Alors que la midwinter se profile, et avec le jour le plus court, à savoir peine 1h30 de soleil rasant l’horizon, les sorties hors du périmètre de l’île des Pétrels se font de plus en plus rares, car il nous est interdit de sortir la nuit. Aussi, après plusieurs jours « enfermés » sur notre île, pris entre nos routines de travail, de service base (jour dédié, chacun notre tour et par deux, au service des repas et au nettoyage des lieux de vie communs), et d’activités diverses, le besoin de fouler la banquise pour respirer un grand coup se fait pressant.
Celle-ci est très changeante, semblant presque prendre vie à la lumière du clair de lune par ses changements de couleurs et d’aspects : parfois glace éclatante et lisse, parfois défigurée par d’innombrables amas de neiges consécutifs à une tempête.
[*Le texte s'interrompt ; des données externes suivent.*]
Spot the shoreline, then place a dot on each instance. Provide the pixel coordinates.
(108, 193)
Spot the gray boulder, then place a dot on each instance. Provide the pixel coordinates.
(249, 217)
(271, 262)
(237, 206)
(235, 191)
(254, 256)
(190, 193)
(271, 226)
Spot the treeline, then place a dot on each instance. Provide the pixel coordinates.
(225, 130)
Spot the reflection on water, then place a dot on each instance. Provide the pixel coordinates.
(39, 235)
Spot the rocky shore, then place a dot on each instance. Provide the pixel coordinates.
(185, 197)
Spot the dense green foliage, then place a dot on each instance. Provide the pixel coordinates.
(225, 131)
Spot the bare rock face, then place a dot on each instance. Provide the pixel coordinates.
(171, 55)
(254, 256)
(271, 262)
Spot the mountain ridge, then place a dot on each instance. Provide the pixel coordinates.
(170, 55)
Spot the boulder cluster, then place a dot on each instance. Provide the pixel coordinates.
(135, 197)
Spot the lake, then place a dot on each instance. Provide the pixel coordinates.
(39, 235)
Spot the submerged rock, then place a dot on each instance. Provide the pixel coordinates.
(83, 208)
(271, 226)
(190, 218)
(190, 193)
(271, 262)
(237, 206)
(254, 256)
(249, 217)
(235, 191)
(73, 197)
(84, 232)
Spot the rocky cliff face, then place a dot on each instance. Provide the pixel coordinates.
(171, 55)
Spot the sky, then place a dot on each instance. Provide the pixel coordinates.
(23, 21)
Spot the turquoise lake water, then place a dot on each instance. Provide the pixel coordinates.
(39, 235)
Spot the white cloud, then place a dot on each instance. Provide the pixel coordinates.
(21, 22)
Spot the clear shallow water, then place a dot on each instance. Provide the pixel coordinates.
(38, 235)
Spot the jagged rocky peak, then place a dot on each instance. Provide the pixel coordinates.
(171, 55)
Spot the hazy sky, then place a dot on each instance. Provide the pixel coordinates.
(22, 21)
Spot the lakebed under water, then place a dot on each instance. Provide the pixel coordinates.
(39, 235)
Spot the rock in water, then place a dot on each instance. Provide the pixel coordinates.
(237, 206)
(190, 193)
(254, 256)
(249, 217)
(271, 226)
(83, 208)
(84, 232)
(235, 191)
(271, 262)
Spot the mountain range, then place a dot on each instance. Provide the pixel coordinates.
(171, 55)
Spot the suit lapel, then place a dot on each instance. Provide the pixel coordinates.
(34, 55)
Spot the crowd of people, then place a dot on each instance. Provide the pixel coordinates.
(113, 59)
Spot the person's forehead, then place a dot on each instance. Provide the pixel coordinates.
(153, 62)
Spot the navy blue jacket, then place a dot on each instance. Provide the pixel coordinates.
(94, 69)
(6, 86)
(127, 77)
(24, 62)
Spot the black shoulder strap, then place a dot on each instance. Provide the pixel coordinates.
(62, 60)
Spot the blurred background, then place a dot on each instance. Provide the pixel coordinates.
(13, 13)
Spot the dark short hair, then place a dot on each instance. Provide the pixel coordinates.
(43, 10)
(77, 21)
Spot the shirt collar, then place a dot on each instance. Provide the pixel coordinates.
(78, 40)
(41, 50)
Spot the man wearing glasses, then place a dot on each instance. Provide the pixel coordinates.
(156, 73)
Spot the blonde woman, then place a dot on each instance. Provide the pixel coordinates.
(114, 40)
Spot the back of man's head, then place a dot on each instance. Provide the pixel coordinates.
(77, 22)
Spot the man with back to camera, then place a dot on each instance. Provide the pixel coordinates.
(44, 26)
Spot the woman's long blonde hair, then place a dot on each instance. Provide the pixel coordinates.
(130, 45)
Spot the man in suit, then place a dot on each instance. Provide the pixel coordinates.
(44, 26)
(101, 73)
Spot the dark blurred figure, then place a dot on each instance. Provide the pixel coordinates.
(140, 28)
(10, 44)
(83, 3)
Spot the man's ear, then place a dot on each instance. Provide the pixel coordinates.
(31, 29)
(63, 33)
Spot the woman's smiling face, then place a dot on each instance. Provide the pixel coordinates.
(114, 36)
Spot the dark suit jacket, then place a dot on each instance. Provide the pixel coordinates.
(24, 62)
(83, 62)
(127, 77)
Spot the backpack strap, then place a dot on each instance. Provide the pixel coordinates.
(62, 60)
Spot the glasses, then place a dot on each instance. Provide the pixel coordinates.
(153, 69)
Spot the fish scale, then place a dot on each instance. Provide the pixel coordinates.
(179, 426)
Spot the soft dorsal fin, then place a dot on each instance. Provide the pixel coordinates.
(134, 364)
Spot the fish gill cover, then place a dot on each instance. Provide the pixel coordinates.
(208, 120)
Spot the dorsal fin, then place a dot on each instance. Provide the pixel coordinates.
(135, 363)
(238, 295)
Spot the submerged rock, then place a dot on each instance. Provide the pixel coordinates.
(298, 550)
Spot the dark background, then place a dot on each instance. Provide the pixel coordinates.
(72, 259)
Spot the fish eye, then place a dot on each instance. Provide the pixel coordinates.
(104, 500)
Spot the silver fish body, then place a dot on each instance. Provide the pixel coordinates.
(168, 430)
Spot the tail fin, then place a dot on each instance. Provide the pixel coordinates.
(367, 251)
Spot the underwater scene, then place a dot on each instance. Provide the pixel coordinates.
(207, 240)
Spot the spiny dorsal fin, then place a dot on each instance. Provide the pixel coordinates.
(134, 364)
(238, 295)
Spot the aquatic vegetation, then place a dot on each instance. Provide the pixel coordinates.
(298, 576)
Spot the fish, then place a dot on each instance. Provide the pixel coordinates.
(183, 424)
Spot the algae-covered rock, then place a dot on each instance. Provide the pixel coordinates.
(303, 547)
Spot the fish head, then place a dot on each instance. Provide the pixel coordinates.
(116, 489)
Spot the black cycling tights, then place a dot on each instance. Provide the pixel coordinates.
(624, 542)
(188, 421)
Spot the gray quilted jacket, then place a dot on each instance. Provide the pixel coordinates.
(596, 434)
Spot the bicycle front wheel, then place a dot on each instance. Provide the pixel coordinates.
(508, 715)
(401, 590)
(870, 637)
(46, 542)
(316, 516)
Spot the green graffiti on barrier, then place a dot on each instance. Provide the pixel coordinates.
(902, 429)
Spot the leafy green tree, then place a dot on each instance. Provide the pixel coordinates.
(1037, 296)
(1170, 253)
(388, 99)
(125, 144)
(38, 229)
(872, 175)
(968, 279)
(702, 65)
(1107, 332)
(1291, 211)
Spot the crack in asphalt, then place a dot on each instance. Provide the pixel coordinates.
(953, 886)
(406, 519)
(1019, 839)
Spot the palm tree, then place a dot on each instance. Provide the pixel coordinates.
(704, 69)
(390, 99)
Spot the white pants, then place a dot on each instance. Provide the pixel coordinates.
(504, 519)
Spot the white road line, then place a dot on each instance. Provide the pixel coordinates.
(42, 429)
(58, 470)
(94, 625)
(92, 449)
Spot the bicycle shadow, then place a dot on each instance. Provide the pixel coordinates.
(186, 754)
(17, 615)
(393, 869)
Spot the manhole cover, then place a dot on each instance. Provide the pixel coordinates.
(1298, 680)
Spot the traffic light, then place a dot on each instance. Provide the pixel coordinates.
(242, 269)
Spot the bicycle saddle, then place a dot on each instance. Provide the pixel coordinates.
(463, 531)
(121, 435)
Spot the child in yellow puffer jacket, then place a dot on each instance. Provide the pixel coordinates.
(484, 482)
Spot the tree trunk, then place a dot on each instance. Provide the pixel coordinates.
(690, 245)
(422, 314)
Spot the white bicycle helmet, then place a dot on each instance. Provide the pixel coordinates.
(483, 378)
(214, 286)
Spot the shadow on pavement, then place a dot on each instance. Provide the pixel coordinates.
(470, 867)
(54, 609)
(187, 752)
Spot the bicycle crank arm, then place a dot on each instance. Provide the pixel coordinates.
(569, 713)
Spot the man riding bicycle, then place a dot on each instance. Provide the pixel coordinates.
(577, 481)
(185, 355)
Ceux-ci sous l’effet du vent se dispersent et recouvrent la banquise, alors ravissante mais un brin espiègle : ses aspérités (et donc parfois des trous où l’on s’enfonce volontiers jusqu’aux cuisses) sont cachées par un voile continu de poudreuse aussi très volatile.
Un dimanche ou la météo s’annoncait clémente (entrendre par là froide mais sans vent), Coline nous envoie à 10h le mail suivant :
« Coucou les chatons, j’irai bien me balader today, des motivés ? »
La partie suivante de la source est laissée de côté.